La sua musica è la rivincita degli esseri gentili, di chi ha un universo tutto suo, fatto di poesia, leggerezza e visioni fuori dal tempo. La sua musica è la celebrazione di chi sceglie di rimanere autentico in un mondo che premia, spesso, apparenza e durezza.

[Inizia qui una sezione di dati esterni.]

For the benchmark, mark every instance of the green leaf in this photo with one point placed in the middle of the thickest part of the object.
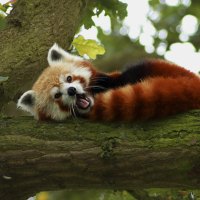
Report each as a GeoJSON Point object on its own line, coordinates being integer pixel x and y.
{"type": "Point", "coordinates": [2, 8]}
{"type": "Point", "coordinates": [3, 79]}
{"type": "Point", "coordinates": [89, 47]}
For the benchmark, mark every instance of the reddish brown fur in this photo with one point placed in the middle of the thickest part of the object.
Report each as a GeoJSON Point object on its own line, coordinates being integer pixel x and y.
{"type": "Point", "coordinates": [153, 98]}
{"type": "Point", "coordinates": [80, 79]}
{"type": "Point", "coordinates": [62, 107]}
{"type": "Point", "coordinates": [43, 116]}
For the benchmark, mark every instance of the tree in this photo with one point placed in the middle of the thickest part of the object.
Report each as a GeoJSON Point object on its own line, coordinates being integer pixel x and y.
{"type": "Point", "coordinates": [47, 156]}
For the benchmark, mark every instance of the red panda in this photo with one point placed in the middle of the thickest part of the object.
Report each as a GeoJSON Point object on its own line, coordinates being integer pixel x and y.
{"type": "Point", "coordinates": [72, 86]}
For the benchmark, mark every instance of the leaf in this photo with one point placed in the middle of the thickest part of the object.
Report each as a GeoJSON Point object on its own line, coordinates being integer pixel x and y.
{"type": "Point", "coordinates": [3, 79]}
{"type": "Point", "coordinates": [89, 47]}
{"type": "Point", "coordinates": [2, 8]}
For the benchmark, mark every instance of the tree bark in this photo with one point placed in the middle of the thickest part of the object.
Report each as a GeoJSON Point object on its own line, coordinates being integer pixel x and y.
{"type": "Point", "coordinates": [37, 156]}
{"type": "Point", "coordinates": [32, 28]}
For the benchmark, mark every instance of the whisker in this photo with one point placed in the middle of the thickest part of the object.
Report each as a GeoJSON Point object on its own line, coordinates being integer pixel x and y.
{"type": "Point", "coordinates": [95, 86]}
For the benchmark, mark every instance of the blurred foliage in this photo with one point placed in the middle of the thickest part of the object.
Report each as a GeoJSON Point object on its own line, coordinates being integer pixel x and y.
{"type": "Point", "coordinates": [150, 194]}
{"type": "Point", "coordinates": [170, 18]}
{"type": "Point", "coordinates": [115, 9]}
{"type": "Point", "coordinates": [89, 47]}
{"type": "Point", "coordinates": [3, 79]}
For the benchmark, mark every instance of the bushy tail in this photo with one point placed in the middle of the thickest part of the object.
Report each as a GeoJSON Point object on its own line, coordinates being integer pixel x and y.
{"type": "Point", "coordinates": [151, 98]}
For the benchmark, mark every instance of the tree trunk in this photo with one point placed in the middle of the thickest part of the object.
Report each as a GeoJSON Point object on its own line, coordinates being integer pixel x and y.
{"type": "Point", "coordinates": [37, 156]}
{"type": "Point", "coordinates": [33, 27]}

Il testo – uno dei più belli di questo Festival – gioca sul desiderio di essere un duro, un personaggio alla Clint Eastwood o alla James Dean, ma lo fa con autoironia. Racconta la tensione tra l’immagine del ribelle e la sua natura più sognante e romantica. Il protagonista della canzone vorrebbe essere un eroe, ma alla fine emerge la consapevolezza che la vera forza sta nell’essere se stessi. Come per molte delle sue canzoni, Volevo essere un duro ha un’estetica cinematografica. E’ un esempio perfetto della sua capacità di raccontare storie attraverso parole e suoni, immagini reali e fantastiche.

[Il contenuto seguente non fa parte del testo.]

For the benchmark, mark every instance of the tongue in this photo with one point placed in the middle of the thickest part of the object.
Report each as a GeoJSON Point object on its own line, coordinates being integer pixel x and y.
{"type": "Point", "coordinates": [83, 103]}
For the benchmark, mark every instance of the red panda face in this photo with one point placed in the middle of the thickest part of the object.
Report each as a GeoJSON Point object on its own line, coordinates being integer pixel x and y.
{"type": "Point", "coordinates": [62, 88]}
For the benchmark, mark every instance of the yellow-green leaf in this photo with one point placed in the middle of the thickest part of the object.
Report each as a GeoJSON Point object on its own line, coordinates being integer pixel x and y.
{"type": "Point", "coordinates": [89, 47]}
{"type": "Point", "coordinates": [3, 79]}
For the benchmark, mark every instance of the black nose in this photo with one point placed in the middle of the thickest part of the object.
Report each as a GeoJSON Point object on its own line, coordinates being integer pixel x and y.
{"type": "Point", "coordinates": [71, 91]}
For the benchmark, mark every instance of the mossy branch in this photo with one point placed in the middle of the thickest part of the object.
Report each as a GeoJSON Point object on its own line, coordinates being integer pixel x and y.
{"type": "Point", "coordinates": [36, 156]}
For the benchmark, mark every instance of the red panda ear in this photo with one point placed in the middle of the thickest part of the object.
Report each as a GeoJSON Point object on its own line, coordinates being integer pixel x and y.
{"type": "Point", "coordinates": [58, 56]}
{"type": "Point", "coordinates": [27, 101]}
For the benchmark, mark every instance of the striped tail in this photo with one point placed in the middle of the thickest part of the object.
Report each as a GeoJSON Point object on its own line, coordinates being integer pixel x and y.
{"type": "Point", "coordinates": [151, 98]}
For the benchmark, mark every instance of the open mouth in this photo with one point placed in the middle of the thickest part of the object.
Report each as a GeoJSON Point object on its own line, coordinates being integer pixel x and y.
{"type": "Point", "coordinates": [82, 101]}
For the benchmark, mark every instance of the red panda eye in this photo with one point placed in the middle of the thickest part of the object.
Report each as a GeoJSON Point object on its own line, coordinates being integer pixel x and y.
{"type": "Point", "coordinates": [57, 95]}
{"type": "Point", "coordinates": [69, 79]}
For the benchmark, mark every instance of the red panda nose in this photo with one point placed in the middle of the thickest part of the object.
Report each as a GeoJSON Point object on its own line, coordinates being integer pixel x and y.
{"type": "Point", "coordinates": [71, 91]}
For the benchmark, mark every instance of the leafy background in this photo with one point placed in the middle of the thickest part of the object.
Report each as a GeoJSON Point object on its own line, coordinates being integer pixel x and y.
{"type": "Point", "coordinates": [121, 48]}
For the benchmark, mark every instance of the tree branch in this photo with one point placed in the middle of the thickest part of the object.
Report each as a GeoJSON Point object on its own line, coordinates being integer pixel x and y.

Voleva essere un duro, un robot senza tremori, un re di Porta Portese, un outsider senza paure. Ma non è nato con la faccia da duro, ha anche paura del buio e se fa a botte le prende. E allora il duro lascia il posto semplicemente a se stesso, cintura bianca di judo, medaglia d’oro di sputo, invece che una stella uno starnuto. Perché l’esistenza non si misura nei trionfi, ma nelle cadute: giù dagli alberi, giù nei vuoti dell’essere, dove chi si sente normale spesso ha troppo poco amore intorno o troppo sole negli occhiali.

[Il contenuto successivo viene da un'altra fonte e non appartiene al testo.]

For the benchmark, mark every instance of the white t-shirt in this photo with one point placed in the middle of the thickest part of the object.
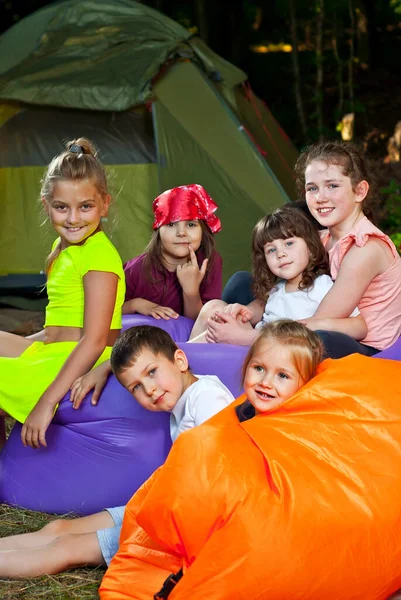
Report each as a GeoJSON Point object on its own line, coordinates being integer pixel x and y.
{"type": "Point", "coordinates": [203, 399]}
{"type": "Point", "coordinates": [301, 304]}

Proprio quei girasoli con gli occhiali gli hanno sussurrato di stare attento alla luce, perché è lì, tra il lampo e l’ombra, tra il buio e la luce, dentro tutti i contrasti, che si nascondono le verità. E lui, viaggiatore senza meta che si muove nel confine sfumato tra cielo e mare, lo sa. Sa che le lune troppo lisce sono solo fregature. E allora resta. Perché la magia sta proprio nel restare, nel lasciare che il mondo si sveli poco a poco, senza fretta. Un invito a perdersi, perché perdersi è un atto di coraggio. Eppure è proprio in questo smarrimento che si aprono nuove strade, nuovi mondi, nuove possibilità. E’ un invito a fidarsi del cammino, a lasciarsi attraversare dalle esperienze, a non aver paura di cambiare. Per poi, forse, un giorno ritrovarsi. Non è nessuno Lucio, ma alla fine, non è altro che luce. Non è altro che Lucio.